Tras la agitada presidencia de George W. Bush, Obama se propuso recuperar la visión de unos Estados
Unidos liderando al mundo entero, ahora en una versión más progresista. Frente a las armas de Bush,
el fl amante premio Nobel de la Paz Barack Obama apostaba por el poder de la persuasión, pero pronto
quedó en evidencia el abismo que separaba sus floridos discursos de una realidad que se resistía a encajar en el escenario del fi n de la historia bajo la pax americana. Así, las buenas intenciones del inicio de su mandato acabaron convirtiéndose en numerosos conflictos que sumieron en el caos y la violencia a
lugares como Siria, Libia o Ucrania.
La llegada de Trump significó una ruptura radical con esta visión mesiánica, el primer intento de regresar al antiguo realismo desde los tiempos de Woodrow Wilson. Así, la administración de Trump declaró no estar interesada en establecer el reino de la democracia y la libertad en el mundo entero sino que afirmó actuar exclusivamente movida por la defensa de los intereses de los Estados Unidos. Esta actitud
se tradujo en el abandono de pactos e instituciones multilaterales (abandono del Acuerdo Trans Pacífico
[TTP] en 2016, retirada de la UNESCO y del Acuerdo de París sobre el clima en 2017, salida del acuerdo
de Viena sobre armas nucleares con Irán en 2018) y la recuperación de una diplomacia basada en medidas unilaterales y en negociaciones bilaterales. La llegada ahora del que fuera vicepresidente de
Obama, Joseph Biden, a la Casa Blanca ha sido anunciada como la cancelación del enfoque realista de
Trump y la reanudación de las políticas que han sido hegemónicas en los Estados Unidos desde hace casi
un siglo. Presentando a sus colaboradores en política internacional, Biden afirmó que «este es un equipo
que refleja que Estados Unidos está de vuelta, listo para liderar el mundo». Pero más allá de los discursos, aparece la duda bien fundada de si los Estados Unidos tienen capacidad para imponer un orden
mundial basado en su visión de la vida política a las potencias emergentes y a los otros actores que
no le reconocen autoridad alguna. ¿Es creíble que la China de 2021 acepte el marco político impuesto por
los Estados Unidos? ¿Hay alguna posibilidad de que la Rusia de Putin acepte las condiciones que Estados
Unidos plantea? La misma pregunta podría hacerse en relación a Irán o Corea del Norte, ambos en actitud
de abierto desafío, al seguir adelante con su programa de desarrollo de armamento nuclear. Si en tiempos de Barack Obama la capacidad de Estados Unidos para imponer su criterio en el mundo se reveló muy erosionada, su situación actual es incluso de mayor debilidad.

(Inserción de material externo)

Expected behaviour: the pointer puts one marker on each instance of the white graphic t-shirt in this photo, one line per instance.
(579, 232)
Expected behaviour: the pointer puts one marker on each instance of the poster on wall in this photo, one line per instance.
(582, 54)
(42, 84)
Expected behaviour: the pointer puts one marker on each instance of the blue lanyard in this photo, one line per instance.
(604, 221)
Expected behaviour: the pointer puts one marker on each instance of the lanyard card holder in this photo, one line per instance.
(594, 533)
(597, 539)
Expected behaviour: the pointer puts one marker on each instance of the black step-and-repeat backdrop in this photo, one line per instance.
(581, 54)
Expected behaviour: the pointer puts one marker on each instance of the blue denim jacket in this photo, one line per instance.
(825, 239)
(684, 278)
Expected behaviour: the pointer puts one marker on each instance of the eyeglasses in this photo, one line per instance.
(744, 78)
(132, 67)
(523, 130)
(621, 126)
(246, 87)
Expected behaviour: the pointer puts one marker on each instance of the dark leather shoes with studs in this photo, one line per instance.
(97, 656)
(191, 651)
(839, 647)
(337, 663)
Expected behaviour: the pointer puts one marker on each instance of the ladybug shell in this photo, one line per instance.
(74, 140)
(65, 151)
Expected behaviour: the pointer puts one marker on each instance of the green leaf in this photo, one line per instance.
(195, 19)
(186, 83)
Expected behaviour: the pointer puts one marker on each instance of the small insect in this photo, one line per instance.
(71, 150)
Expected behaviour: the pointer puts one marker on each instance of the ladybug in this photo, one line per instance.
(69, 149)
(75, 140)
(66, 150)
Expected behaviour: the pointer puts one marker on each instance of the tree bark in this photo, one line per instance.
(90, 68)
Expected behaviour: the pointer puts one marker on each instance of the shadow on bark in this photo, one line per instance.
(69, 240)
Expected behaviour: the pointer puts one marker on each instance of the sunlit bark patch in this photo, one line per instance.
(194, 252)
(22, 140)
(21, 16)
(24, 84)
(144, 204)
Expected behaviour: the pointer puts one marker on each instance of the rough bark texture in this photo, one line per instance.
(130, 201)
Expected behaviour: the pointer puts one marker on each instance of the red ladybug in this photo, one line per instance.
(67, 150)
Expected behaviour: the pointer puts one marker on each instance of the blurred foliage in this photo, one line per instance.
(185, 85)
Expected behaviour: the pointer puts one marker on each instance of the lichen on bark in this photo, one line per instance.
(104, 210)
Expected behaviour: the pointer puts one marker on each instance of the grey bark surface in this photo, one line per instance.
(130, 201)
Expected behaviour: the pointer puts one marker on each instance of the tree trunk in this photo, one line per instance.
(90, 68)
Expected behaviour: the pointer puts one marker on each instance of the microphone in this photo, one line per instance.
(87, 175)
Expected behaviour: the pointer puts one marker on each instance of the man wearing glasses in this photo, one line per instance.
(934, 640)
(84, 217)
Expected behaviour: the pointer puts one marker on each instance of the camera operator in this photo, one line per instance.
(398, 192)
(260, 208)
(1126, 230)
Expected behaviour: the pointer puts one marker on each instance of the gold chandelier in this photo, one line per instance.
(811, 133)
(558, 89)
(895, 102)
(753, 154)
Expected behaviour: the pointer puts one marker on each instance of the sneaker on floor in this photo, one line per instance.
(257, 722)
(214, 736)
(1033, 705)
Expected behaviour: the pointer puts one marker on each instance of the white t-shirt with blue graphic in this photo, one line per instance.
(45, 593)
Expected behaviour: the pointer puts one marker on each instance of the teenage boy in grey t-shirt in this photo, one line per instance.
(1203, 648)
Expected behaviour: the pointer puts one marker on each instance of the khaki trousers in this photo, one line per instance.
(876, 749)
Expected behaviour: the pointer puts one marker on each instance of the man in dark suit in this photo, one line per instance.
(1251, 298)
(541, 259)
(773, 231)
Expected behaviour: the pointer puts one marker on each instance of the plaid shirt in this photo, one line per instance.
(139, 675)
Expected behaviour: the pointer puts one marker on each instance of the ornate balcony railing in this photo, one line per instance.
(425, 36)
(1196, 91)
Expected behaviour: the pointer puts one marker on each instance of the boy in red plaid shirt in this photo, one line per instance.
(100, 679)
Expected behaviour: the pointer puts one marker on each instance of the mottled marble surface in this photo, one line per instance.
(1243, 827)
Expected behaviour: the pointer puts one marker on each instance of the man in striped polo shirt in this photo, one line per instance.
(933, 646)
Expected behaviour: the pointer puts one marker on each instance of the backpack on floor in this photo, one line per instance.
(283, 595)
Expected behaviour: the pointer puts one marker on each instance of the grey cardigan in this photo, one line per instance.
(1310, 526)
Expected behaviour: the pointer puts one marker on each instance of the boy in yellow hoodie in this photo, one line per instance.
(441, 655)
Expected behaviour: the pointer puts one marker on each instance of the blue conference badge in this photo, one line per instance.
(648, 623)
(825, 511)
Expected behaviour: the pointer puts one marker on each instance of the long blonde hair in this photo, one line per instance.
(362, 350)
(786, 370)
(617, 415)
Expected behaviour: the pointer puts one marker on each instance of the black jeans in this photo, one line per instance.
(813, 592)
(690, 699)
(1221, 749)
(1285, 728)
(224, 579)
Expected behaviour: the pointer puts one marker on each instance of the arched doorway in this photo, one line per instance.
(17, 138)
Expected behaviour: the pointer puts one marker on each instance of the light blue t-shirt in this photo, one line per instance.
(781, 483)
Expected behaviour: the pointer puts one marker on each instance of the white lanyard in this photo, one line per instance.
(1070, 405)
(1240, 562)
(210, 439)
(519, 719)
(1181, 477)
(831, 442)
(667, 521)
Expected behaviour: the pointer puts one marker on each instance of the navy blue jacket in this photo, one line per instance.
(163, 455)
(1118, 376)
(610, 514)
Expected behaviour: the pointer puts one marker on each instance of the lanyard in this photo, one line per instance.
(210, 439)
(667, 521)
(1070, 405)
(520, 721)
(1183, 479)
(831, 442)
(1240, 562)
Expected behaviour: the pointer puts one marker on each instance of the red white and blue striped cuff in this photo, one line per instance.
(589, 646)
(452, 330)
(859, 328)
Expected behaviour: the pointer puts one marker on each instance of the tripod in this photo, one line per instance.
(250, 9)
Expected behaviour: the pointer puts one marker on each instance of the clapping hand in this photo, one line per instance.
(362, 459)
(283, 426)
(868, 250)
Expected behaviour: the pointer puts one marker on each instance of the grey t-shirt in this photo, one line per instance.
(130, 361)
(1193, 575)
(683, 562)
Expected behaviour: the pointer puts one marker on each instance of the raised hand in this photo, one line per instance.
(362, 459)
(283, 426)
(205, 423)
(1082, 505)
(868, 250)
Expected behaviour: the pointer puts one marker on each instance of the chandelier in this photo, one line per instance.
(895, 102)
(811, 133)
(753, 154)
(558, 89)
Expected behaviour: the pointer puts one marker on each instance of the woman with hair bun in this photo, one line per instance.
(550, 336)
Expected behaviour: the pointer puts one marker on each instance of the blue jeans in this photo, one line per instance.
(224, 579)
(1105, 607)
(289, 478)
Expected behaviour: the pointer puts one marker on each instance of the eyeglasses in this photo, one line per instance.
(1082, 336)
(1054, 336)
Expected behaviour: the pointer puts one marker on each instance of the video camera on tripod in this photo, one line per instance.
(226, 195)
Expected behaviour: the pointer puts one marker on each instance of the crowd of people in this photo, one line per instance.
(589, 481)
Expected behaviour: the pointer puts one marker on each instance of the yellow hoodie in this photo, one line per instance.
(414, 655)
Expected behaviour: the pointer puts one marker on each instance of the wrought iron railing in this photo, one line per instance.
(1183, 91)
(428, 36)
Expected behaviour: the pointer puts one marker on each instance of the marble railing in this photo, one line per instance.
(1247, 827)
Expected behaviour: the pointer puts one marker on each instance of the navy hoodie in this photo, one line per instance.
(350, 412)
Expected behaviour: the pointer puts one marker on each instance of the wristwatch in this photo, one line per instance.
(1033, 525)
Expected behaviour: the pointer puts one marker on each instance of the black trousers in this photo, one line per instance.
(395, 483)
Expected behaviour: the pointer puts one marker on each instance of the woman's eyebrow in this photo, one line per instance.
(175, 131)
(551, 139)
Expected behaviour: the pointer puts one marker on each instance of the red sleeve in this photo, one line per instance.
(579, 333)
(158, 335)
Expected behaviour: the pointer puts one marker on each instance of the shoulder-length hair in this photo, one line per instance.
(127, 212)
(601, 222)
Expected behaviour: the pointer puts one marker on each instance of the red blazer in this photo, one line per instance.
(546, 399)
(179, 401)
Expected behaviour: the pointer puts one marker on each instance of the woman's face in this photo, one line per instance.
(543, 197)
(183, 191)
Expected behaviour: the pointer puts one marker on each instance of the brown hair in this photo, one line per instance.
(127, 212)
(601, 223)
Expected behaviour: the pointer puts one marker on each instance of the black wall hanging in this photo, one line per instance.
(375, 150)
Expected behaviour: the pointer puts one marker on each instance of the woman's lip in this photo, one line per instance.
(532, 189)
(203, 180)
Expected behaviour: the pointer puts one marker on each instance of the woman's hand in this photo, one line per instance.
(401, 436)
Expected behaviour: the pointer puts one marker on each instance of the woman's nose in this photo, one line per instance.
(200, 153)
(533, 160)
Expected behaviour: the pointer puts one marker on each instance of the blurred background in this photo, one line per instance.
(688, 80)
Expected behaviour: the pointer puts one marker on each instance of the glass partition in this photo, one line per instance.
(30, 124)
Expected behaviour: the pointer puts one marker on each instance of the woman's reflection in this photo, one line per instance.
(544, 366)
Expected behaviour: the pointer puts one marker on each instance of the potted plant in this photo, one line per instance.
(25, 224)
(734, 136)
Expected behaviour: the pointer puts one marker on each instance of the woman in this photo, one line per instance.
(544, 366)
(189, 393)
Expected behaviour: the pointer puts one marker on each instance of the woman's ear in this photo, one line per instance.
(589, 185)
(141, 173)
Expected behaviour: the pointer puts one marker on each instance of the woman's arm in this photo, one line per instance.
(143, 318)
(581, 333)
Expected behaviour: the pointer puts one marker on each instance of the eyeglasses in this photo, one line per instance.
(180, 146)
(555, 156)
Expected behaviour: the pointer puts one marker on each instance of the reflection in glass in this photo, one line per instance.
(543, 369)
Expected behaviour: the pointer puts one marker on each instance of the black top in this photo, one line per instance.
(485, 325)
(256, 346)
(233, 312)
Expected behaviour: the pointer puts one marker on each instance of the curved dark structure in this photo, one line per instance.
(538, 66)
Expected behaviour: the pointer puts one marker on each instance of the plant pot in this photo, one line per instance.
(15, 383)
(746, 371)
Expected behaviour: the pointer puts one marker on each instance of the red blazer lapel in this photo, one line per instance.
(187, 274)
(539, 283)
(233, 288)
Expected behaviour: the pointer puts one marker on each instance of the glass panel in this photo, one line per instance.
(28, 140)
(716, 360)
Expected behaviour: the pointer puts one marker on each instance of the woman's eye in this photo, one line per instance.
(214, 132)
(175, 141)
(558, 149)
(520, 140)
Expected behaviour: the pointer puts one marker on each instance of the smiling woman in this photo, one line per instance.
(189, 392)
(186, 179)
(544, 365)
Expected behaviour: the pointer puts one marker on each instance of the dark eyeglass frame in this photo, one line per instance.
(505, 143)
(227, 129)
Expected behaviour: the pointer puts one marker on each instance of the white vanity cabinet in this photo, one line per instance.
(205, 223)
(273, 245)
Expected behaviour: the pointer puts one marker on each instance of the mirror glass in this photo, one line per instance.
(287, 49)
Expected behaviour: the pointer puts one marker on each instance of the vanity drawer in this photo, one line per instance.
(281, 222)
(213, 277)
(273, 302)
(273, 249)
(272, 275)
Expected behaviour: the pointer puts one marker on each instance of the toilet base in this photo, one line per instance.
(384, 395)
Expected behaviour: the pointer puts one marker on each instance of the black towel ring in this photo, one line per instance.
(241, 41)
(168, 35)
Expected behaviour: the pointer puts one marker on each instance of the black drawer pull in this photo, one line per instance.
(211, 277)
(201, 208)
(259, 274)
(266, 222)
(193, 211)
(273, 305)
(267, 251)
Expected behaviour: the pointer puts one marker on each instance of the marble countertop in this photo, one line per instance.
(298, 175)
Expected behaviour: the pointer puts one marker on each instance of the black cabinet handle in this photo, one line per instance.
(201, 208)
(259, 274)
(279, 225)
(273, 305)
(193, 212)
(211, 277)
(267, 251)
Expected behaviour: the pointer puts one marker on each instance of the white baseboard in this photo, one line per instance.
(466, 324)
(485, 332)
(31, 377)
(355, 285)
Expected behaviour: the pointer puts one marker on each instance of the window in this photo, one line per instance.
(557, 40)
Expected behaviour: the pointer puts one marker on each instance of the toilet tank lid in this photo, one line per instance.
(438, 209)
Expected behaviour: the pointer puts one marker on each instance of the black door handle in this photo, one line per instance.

A su incapacidad material, se une ahora un mayor desprestigio a la luz de las fracturas internas que ponen en cuestión su propio modelo. En este contexto, Biden podrá dar pomposos discursos sobre la importancia de actuar contra el cambio climático o para expandir la perspectiva de género en el mundo entero, pero va a tener pocos instrumentos en su mano para enfrentar las crisis y conflictos reales que se presentan en el horizonte.